Bloating is the swelling in the diameter of the tummy area, and it is often accompanied by abdominal pain.
While it could be a sign of serious conditions like ovarian cancer or a gluten intolerance, it is more often caused by a big, indulgent meal – like those likely to be experienced at Christmas.
However, boosting your levels of probiotics – ‘good’ bacteria – in your diet can help.
They can be found in certain foods, such as kefir, some yoghurts, kimchi, sourdough bread and sauerkraut, as well as supplements.
“Probiotics are very important for the health of the digestive tract, and they can help stop issues like bloating,” said Udo Erasmus, an expert in nutrition and founder of Udo’s Choice (udoerasmus.com), to Express.co.uk.
“While fermented foods are great, taking probiotics as a capsule means you don’t have to wait six weeks for a cabbage to turn into sauerkraut.”
However, he warned there is more you should know about supplements than simply popping them with breakfast if you want to enjoy their full potential.

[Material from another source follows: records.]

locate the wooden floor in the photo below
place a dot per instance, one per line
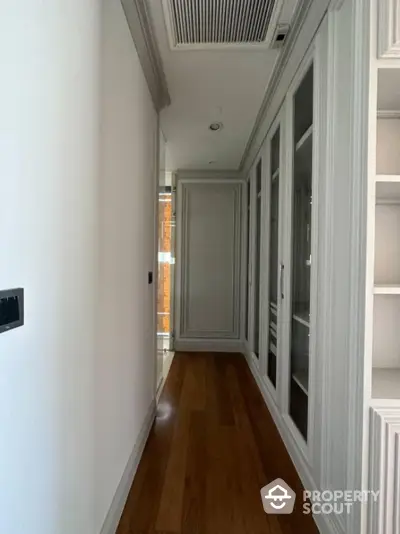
(212, 448)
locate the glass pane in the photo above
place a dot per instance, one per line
(257, 262)
(165, 264)
(248, 259)
(301, 253)
(273, 257)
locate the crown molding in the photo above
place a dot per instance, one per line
(296, 25)
(137, 13)
(208, 174)
(388, 114)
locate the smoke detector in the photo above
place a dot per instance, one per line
(279, 38)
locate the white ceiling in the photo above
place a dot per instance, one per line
(208, 86)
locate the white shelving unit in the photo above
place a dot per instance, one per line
(385, 383)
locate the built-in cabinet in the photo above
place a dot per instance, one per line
(382, 351)
(282, 181)
(328, 314)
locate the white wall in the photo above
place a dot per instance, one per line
(54, 207)
(125, 369)
(208, 263)
(49, 107)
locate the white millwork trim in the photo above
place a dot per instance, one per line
(389, 29)
(357, 412)
(137, 13)
(295, 47)
(208, 175)
(388, 114)
(118, 503)
(327, 524)
(384, 515)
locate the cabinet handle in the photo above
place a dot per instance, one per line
(281, 272)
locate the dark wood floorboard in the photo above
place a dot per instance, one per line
(212, 447)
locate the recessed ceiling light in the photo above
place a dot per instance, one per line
(215, 126)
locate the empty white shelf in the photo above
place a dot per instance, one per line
(301, 379)
(385, 383)
(302, 317)
(386, 289)
(388, 192)
(304, 138)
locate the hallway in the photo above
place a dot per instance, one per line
(211, 449)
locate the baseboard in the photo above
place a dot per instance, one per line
(209, 345)
(118, 503)
(326, 524)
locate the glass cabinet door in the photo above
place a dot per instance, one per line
(301, 208)
(273, 227)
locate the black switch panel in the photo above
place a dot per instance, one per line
(11, 309)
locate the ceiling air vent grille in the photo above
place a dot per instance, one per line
(224, 22)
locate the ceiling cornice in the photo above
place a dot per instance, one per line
(295, 26)
(138, 16)
(208, 174)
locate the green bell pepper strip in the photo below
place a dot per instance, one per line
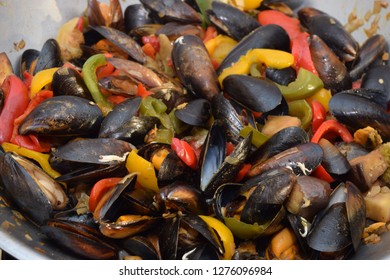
(89, 75)
(258, 138)
(302, 110)
(305, 85)
(154, 107)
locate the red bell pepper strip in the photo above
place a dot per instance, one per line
(99, 189)
(298, 38)
(184, 152)
(31, 141)
(15, 103)
(332, 128)
(318, 115)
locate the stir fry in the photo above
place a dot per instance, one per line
(211, 130)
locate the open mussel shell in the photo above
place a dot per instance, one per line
(358, 112)
(125, 210)
(268, 197)
(256, 94)
(63, 116)
(231, 20)
(68, 81)
(83, 240)
(184, 197)
(174, 10)
(31, 189)
(341, 223)
(85, 151)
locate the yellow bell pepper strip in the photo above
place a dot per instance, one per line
(270, 57)
(146, 175)
(89, 75)
(243, 230)
(41, 79)
(224, 234)
(41, 158)
(219, 47)
(246, 5)
(302, 110)
(258, 138)
(305, 85)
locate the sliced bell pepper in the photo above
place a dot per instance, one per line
(146, 174)
(302, 110)
(323, 96)
(224, 234)
(185, 152)
(90, 78)
(41, 158)
(270, 57)
(99, 189)
(15, 103)
(319, 115)
(305, 85)
(246, 5)
(332, 128)
(41, 79)
(298, 38)
(258, 138)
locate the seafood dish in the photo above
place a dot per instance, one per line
(192, 130)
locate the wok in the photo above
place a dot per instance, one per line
(32, 22)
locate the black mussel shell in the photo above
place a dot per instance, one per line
(81, 152)
(358, 112)
(193, 66)
(173, 10)
(302, 159)
(136, 15)
(123, 41)
(85, 241)
(64, 115)
(282, 140)
(31, 189)
(49, 56)
(119, 116)
(196, 112)
(256, 94)
(231, 20)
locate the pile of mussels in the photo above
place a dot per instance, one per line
(184, 130)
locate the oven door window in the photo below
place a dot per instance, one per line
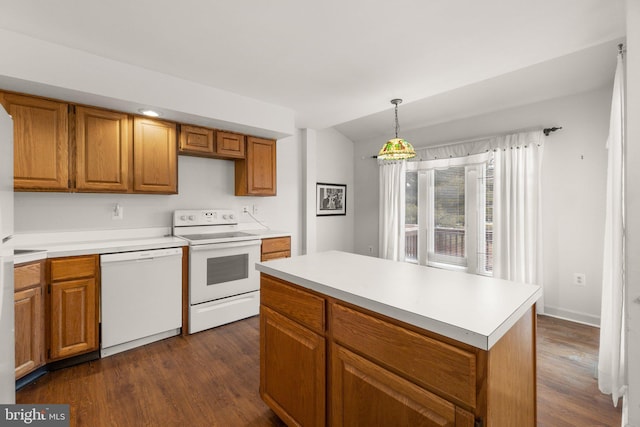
(227, 269)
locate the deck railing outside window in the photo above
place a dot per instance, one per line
(448, 241)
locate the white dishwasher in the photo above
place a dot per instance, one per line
(141, 298)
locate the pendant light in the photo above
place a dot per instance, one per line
(396, 148)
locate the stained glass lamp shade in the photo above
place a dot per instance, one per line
(396, 148)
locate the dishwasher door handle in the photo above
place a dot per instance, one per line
(140, 255)
(225, 245)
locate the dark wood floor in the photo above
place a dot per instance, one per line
(211, 379)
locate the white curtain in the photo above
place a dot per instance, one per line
(517, 218)
(392, 209)
(611, 360)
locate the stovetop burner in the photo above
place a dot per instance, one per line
(204, 226)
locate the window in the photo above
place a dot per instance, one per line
(449, 217)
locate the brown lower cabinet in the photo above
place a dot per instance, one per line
(73, 306)
(29, 317)
(327, 362)
(275, 248)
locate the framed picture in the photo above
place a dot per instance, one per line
(331, 199)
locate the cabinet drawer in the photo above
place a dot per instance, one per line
(28, 275)
(73, 267)
(303, 307)
(275, 255)
(360, 385)
(230, 145)
(276, 244)
(448, 370)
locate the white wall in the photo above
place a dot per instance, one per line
(574, 168)
(42, 68)
(334, 165)
(633, 209)
(202, 183)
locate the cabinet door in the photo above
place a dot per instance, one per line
(292, 370)
(256, 175)
(196, 141)
(74, 322)
(29, 330)
(40, 142)
(363, 393)
(154, 156)
(103, 144)
(229, 145)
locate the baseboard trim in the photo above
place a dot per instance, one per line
(572, 316)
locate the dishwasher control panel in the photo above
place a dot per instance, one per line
(182, 218)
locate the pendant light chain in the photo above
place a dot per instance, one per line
(397, 148)
(397, 123)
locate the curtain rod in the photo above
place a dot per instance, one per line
(546, 132)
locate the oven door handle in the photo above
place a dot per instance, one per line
(226, 245)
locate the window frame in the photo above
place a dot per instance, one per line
(475, 212)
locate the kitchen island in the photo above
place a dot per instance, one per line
(354, 340)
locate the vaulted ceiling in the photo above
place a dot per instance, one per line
(339, 62)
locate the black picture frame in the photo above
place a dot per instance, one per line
(331, 199)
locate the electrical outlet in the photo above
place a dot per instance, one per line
(579, 279)
(118, 212)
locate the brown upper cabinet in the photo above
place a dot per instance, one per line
(65, 147)
(205, 142)
(155, 156)
(230, 145)
(256, 174)
(103, 150)
(41, 142)
(196, 141)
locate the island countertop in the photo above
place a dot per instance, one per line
(472, 309)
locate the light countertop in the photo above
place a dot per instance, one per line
(469, 308)
(61, 244)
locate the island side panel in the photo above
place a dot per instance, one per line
(511, 375)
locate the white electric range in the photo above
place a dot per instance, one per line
(224, 285)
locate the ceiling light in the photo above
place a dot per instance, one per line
(396, 148)
(149, 113)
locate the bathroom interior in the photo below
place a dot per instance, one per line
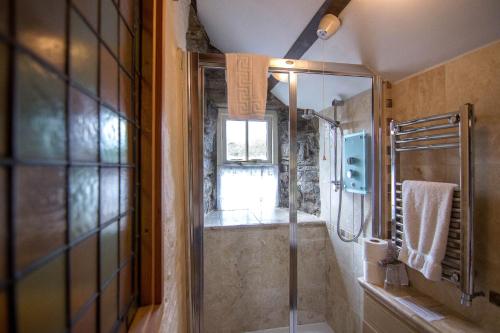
(231, 166)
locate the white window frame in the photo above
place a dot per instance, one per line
(272, 138)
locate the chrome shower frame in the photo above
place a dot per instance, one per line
(197, 63)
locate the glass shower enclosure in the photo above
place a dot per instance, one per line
(265, 252)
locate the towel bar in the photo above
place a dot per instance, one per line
(454, 132)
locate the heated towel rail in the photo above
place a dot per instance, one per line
(444, 131)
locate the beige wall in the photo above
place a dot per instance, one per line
(174, 217)
(473, 78)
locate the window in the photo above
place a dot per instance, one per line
(247, 141)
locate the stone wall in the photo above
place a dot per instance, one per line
(344, 260)
(307, 148)
(307, 163)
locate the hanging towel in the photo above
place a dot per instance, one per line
(426, 216)
(246, 78)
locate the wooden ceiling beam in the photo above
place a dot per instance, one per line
(308, 36)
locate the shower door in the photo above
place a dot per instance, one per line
(258, 231)
(329, 296)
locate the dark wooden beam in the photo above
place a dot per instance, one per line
(308, 36)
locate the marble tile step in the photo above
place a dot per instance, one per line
(307, 328)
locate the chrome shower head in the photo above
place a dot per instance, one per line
(308, 114)
(337, 102)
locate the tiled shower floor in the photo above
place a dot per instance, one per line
(251, 217)
(308, 328)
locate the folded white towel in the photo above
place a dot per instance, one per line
(426, 216)
(246, 78)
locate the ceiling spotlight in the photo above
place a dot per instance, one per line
(328, 25)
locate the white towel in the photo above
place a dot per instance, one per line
(246, 78)
(426, 216)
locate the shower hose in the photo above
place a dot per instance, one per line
(339, 210)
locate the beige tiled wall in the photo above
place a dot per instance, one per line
(174, 219)
(246, 275)
(473, 78)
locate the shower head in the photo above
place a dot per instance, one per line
(337, 102)
(310, 114)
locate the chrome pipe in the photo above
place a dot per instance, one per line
(428, 138)
(292, 202)
(309, 114)
(452, 116)
(424, 129)
(429, 147)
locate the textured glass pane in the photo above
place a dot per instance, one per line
(109, 24)
(3, 223)
(137, 92)
(40, 211)
(125, 238)
(4, 319)
(109, 136)
(40, 27)
(257, 140)
(125, 287)
(126, 148)
(109, 311)
(125, 95)
(126, 189)
(127, 10)
(109, 251)
(109, 194)
(4, 133)
(88, 8)
(123, 327)
(84, 199)
(84, 124)
(4, 16)
(83, 273)
(125, 47)
(87, 323)
(109, 78)
(41, 301)
(235, 140)
(83, 54)
(41, 125)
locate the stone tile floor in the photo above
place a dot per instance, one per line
(308, 328)
(252, 217)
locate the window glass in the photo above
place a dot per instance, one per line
(257, 140)
(84, 199)
(83, 272)
(41, 299)
(83, 54)
(235, 140)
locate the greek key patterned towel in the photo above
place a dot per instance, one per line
(246, 78)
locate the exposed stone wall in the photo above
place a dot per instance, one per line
(307, 145)
(307, 163)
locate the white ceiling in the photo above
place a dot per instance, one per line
(395, 38)
(316, 91)
(267, 27)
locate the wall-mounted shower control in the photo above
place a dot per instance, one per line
(351, 160)
(355, 156)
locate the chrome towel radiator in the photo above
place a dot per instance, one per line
(444, 131)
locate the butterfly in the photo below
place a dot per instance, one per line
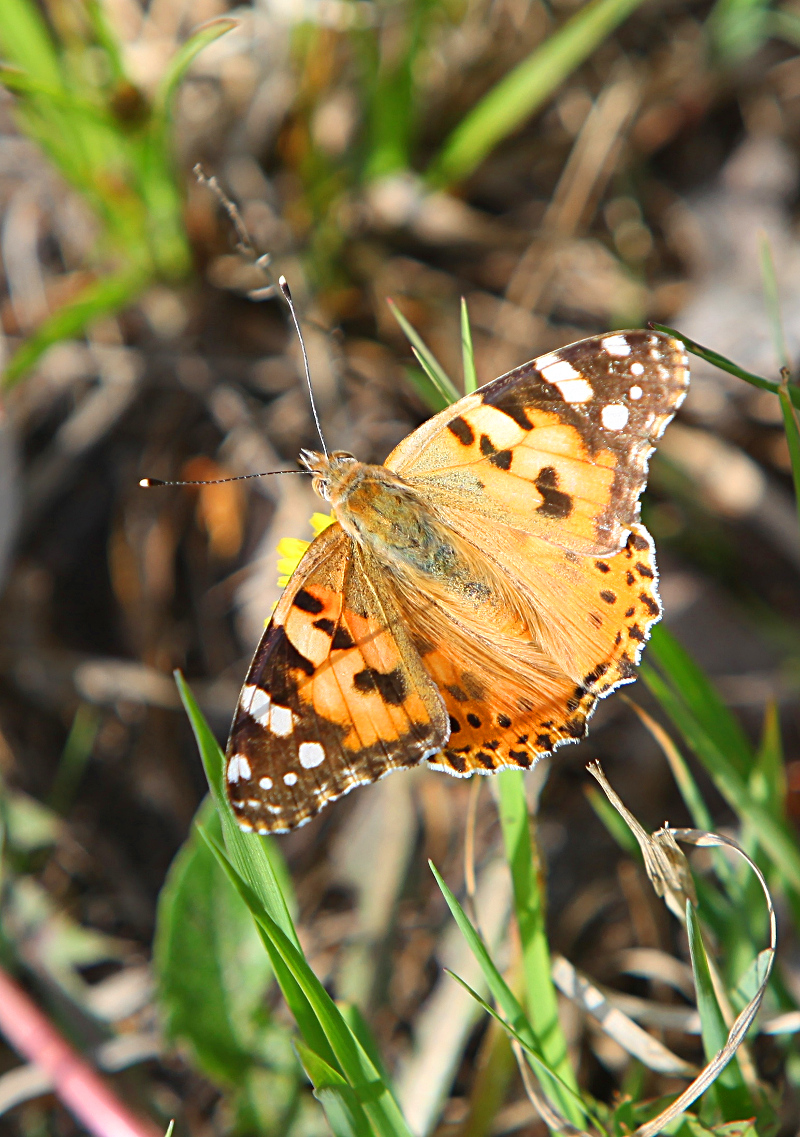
(475, 595)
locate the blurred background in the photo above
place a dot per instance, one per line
(566, 168)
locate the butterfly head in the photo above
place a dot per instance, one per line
(331, 472)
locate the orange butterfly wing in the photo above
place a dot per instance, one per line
(541, 471)
(559, 447)
(535, 479)
(335, 695)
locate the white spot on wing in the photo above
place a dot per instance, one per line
(248, 693)
(239, 768)
(616, 346)
(614, 416)
(259, 705)
(575, 390)
(281, 721)
(310, 755)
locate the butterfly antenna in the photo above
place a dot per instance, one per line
(150, 482)
(284, 288)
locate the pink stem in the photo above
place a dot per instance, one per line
(75, 1082)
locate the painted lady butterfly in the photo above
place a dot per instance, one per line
(475, 596)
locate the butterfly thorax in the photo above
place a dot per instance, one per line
(389, 517)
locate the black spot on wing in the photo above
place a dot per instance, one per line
(463, 431)
(499, 458)
(296, 660)
(555, 503)
(649, 604)
(456, 761)
(307, 603)
(342, 641)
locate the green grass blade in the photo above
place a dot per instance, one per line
(342, 1108)
(724, 364)
(525, 89)
(213, 971)
(700, 695)
(772, 300)
(431, 395)
(773, 836)
(541, 1068)
(732, 1093)
(255, 862)
(467, 351)
(77, 750)
(528, 903)
(183, 59)
(426, 358)
(247, 852)
(560, 1094)
(25, 41)
(350, 1057)
(792, 428)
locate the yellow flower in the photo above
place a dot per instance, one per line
(290, 549)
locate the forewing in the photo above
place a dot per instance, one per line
(511, 699)
(559, 447)
(335, 696)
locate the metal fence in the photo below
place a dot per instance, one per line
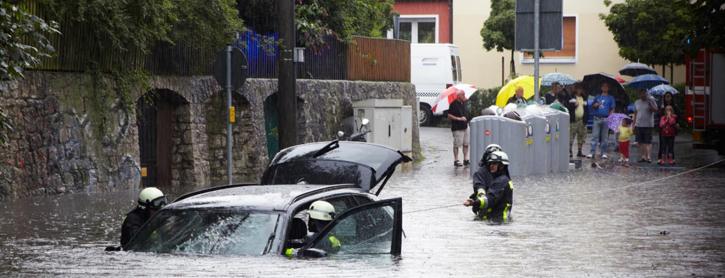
(369, 59)
(378, 59)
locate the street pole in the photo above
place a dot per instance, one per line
(287, 98)
(536, 49)
(229, 116)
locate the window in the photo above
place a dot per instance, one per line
(426, 32)
(207, 231)
(405, 31)
(369, 231)
(567, 54)
(418, 28)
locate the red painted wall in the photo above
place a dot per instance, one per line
(430, 7)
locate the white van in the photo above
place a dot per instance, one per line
(433, 68)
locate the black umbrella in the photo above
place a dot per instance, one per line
(636, 69)
(593, 82)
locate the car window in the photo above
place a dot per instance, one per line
(368, 231)
(207, 231)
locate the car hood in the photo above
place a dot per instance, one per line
(363, 164)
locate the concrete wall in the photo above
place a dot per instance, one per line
(596, 49)
(69, 139)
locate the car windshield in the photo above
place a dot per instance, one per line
(207, 231)
(321, 172)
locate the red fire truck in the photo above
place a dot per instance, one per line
(705, 98)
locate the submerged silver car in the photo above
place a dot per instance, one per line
(268, 218)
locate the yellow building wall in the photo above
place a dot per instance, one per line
(596, 49)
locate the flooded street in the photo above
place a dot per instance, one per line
(616, 221)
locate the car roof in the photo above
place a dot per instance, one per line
(379, 158)
(257, 197)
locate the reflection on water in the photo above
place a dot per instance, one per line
(583, 223)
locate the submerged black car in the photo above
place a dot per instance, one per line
(260, 219)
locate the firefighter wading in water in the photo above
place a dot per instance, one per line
(493, 197)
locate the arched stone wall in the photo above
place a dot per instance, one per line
(165, 141)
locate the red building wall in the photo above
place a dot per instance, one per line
(440, 8)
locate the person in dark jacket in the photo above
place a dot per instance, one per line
(578, 113)
(667, 100)
(482, 177)
(495, 203)
(150, 200)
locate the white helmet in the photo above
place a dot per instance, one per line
(321, 210)
(491, 148)
(498, 156)
(151, 197)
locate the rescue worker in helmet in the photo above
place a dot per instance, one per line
(482, 177)
(150, 200)
(320, 214)
(495, 202)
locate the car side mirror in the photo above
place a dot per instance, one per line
(313, 253)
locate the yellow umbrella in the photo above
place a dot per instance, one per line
(507, 91)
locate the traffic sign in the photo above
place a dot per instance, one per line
(550, 25)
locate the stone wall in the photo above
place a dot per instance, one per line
(69, 139)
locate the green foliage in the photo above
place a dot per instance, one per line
(498, 30)
(23, 40)
(127, 28)
(650, 31)
(342, 19)
(209, 24)
(708, 30)
(316, 19)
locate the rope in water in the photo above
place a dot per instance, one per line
(595, 191)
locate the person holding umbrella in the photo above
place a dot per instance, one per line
(551, 96)
(602, 107)
(578, 112)
(644, 109)
(459, 128)
(518, 98)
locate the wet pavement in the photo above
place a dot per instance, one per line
(625, 222)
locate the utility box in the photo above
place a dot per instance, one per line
(391, 122)
(539, 162)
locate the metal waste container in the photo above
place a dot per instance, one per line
(562, 135)
(539, 156)
(551, 137)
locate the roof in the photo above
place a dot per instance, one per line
(377, 157)
(255, 197)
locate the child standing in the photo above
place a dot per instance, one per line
(625, 134)
(668, 131)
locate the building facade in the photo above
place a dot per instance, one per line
(588, 46)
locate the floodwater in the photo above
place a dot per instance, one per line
(628, 222)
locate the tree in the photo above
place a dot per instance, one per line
(499, 29)
(709, 24)
(317, 19)
(23, 42)
(650, 31)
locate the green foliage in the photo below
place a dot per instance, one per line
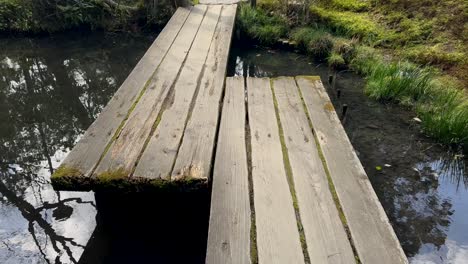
(260, 26)
(433, 55)
(346, 48)
(401, 81)
(351, 5)
(365, 60)
(349, 23)
(15, 15)
(315, 41)
(321, 46)
(445, 113)
(442, 107)
(51, 15)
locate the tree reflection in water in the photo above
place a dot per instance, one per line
(422, 186)
(51, 89)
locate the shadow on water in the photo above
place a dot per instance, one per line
(422, 185)
(51, 89)
(149, 228)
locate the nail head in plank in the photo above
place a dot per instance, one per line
(229, 228)
(159, 156)
(372, 234)
(277, 235)
(325, 236)
(126, 149)
(87, 152)
(196, 150)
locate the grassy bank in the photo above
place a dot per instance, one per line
(406, 55)
(39, 16)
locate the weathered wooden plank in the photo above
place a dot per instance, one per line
(325, 236)
(229, 229)
(277, 235)
(196, 150)
(125, 150)
(159, 156)
(87, 152)
(372, 234)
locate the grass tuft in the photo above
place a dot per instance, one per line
(400, 81)
(336, 61)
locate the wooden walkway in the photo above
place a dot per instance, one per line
(160, 126)
(287, 184)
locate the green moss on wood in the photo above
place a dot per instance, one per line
(64, 170)
(331, 185)
(289, 174)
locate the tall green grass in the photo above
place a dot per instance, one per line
(400, 81)
(315, 41)
(442, 107)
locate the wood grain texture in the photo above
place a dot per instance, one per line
(229, 229)
(159, 156)
(372, 234)
(196, 150)
(277, 235)
(325, 235)
(125, 150)
(89, 149)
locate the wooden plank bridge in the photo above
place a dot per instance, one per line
(287, 186)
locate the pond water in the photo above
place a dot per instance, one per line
(422, 186)
(51, 89)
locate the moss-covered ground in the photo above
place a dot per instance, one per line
(412, 52)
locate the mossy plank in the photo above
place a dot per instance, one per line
(88, 151)
(371, 232)
(197, 147)
(160, 154)
(278, 239)
(325, 236)
(229, 226)
(129, 144)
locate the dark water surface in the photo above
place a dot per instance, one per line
(51, 90)
(422, 186)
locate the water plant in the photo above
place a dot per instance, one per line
(315, 41)
(441, 105)
(400, 81)
(260, 26)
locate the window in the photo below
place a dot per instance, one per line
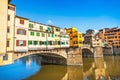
(35, 42)
(46, 42)
(52, 35)
(43, 34)
(30, 25)
(29, 42)
(41, 28)
(11, 8)
(21, 21)
(75, 42)
(8, 17)
(40, 42)
(5, 57)
(38, 34)
(21, 31)
(20, 42)
(66, 42)
(32, 33)
(48, 35)
(8, 43)
(8, 29)
(58, 42)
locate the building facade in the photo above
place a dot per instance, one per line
(64, 39)
(21, 34)
(76, 39)
(92, 39)
(11, 28)
(3, 25)
(111, 36)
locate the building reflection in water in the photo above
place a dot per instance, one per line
(31, 68)
(97, 70)
(6, 59)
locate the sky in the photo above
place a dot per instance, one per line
(82, 14)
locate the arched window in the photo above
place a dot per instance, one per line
(21, 31)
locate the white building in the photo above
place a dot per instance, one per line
(21, 34)
(65, 40)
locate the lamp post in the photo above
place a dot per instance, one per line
(46, 39)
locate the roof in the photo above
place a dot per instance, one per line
(22, 17)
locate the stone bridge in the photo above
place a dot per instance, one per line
(66, 56)
(88, 51)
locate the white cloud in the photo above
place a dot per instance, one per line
(96, 31)
(49, 22)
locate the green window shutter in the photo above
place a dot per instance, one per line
(30, 25)
(52, 35)
(43, 34)
(38, 34)
(41, 28)
(46, 42)
(49, 29)
(28, 42)
(35, 42)
(32, 33)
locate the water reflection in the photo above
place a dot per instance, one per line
(55, 72)
(21, 68)
(30, 68)
(6, 59)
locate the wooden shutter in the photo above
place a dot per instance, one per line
(24, 32)
(21, 21)
(18, 31)
(17, 42)
(24, 43)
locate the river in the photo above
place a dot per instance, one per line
(30, 68)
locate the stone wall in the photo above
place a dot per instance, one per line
(74, 56)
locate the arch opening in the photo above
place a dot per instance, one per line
(51, 58)
(87, 53)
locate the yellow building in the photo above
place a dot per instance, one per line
(76, 39)
(7, 16)
(3, 25)
(56, 31)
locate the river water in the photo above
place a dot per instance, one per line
(30, 68)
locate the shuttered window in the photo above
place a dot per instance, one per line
(22, 21)
(20, 42)
(21, 31)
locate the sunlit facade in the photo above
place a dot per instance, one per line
(76, 39)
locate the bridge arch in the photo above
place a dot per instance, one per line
(58, 56)
(87, 52)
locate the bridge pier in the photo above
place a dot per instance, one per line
(98, 51)
(74, 56)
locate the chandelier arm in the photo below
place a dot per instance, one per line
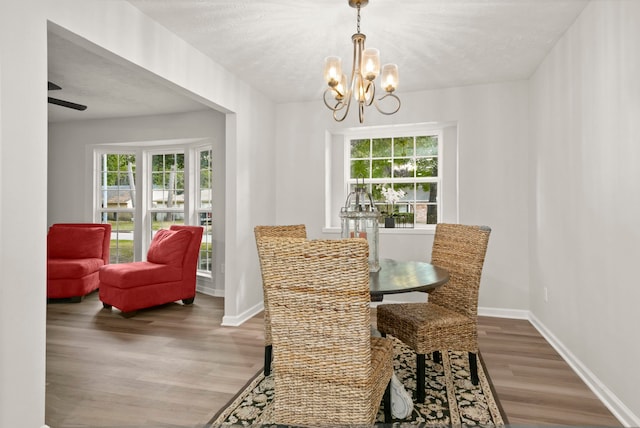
(339, 103)
(370, 93)
(392, 95)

“Probiotics are very sensitive, and if you carry them around in your bag with you lose about one to two per cent of their potency a day,” he explained.
“One of the reasons for this is that the two key types – Lactobacillus acidophilus and Bifidobacterium bifidum – should always be stored in the fridge. Similarly, never leave them on the shelf, otherwise they will die and won’t be effective.
“If you refrigerate them you lose only about 40 per cent potency in a year, if you don’t you lose 100 per cent potency in just a 100 days.”
He added that they should always be kept dry and recommended opening a capsule and brushing your teeth with the contents after each meal to get the most benefit, noting that it’s not possible to overdose on them.
Research has shown that probiotics don’t just help your digestion, and have a multitude of other health benefits too.
These include improved brain function, liver health, immunity, and decreased stress, depression and anxiety.
They can also play a powerful role in getting your body free from bugs if you’ve been prescribed antibiotics – particularly during the festive season.
“Antibiotics can be life-saving, but we’re over-using them,” said Erasmus.
“Bacteria are very smart, and while they may initially be killed, antibiotic-resistant strains develop.
“People should be taking probiotics the entire time they are taking antibiotics – from before the course of antibiotics, for their duration and after.
“In fact, all the time is most beneficial. That is the only way you can prevent a window for re-infection.
“They can also restore your ‘friendly’ bacteria which antibiotics kill off along with ‘bad bacteria’.”